关键时刻,姮娥再次出手。她悬浮而起,避开飞来的泥巴,双手虚托溯光晷,周身月华变得明亮而纯净。她引导着太阴星力,口中念动清咒,清冷的月华在她手中汇聚,化作一场淅淅沥沥、蕴含着清凉气息的光雨,洒落在被泥巴困扰的军团上空。
月华光雨落在粘稠的泥巴上,那泥浆仿佛遇到了克星,粘性迅速降低,颜色也变得浅淡,纷纷从铠甲、武器、机关兽上剥落、溶解,化作寻常的泥水滑落。

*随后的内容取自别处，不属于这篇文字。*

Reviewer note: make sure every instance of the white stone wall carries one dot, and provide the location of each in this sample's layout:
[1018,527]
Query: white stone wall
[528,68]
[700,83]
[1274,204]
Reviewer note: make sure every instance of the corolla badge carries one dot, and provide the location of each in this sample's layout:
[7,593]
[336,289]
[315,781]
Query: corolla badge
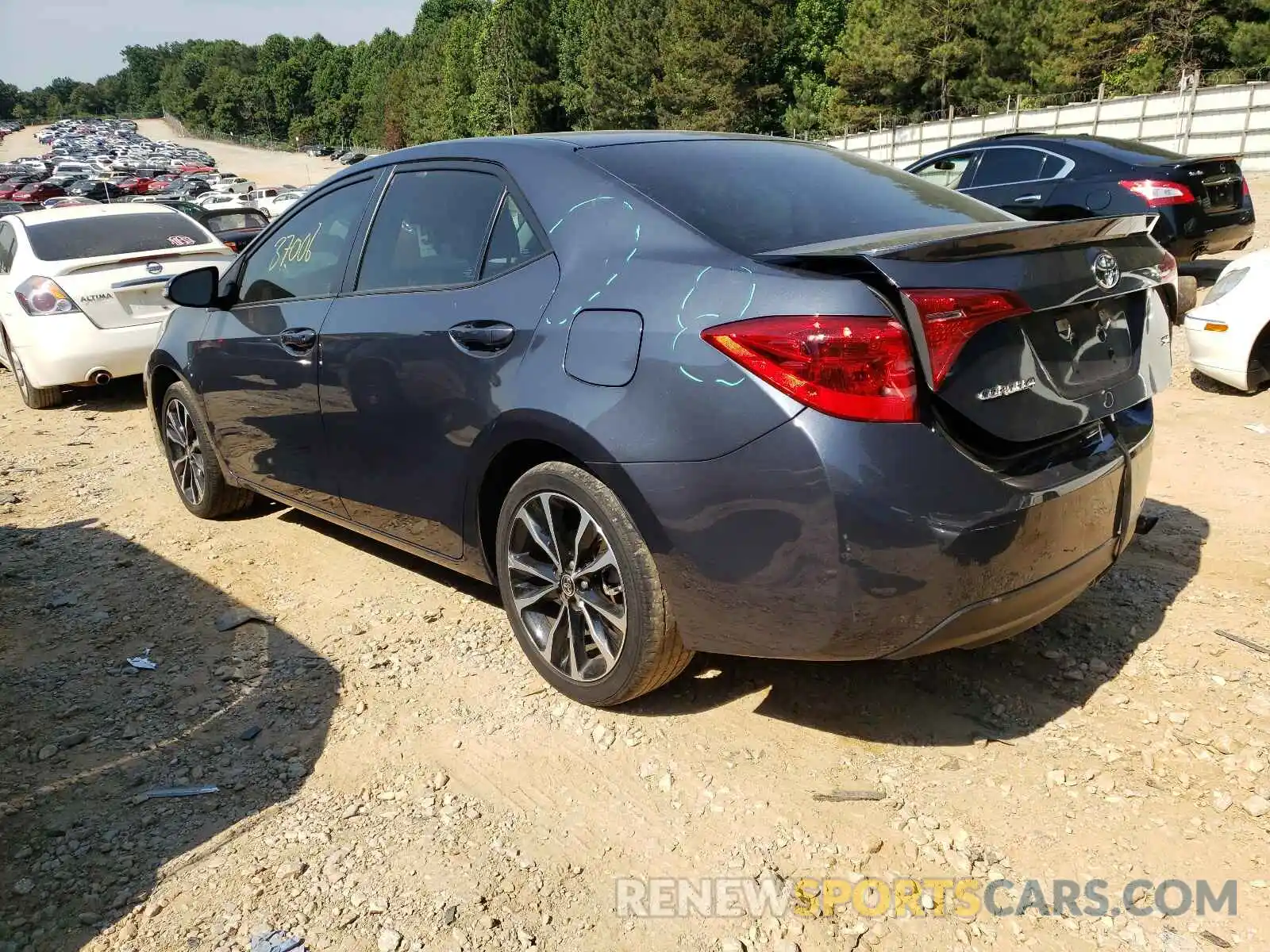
[1106,271]
[1001,390]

而那些泥怪,似乎对这纯净的月华之力极为不适,发出不满的“吱吱”声,争先恐后地沉回了沼泽深处,消失不见。
军团好不容易清理干净,一个个看着彼此原本威风凛凛如今却灰头土脸的模样,又是好一阵互相调侃。项羽脸色不虞,他跳下乌骓,接过亲卫递来的软布,亲自为爱马擦拭头上和身上的泥渍,那专注的神情,与战场杀伐的形象形成了巨大反差。
“这鬼地方,尽是些恼人的手段!”项羽悻悻地骂了一句,翻身上马,“速速离开此地!”
然而,沼泽辽阔,泥怪虽暂退,危机并未解除。必须找到一种能有效应对泥沼环境和泥怪骚扰的行军方法。
几位熟谙古阵法的老校尉和善于机变的将领商议后,推出了一个代表,向项羽和墨键长老提出了建议。
“霸王,长老,”一位鬓角微白的老校尉抱拳道,“末将观此泥沼,松软粘滞,单人行走极易下陷,且难以应对泥怪西面八方的泥浆。方才混乱,皆因各自为战,一旦被泥巴糊住,便行动迟缓,孤立无援。我等或可效法古之‘三才’奥义,布设‘三才递归阵’以应之。”
他继续解释道:“此阵之基,在于‘三才相倚’。每三人结为一‘基础阵元’,以坚韧绳索于腰间互相联系,三人各司其职:一人为‘天位’,专注探路,瞻望前方;一人为‘地位’,稳固下盘,警惕脚下陷溺;一人为‘人位’,左右环顾,防备侧翼袭击,并随时准备援手。三位一体,攻守兼备,互为根基。”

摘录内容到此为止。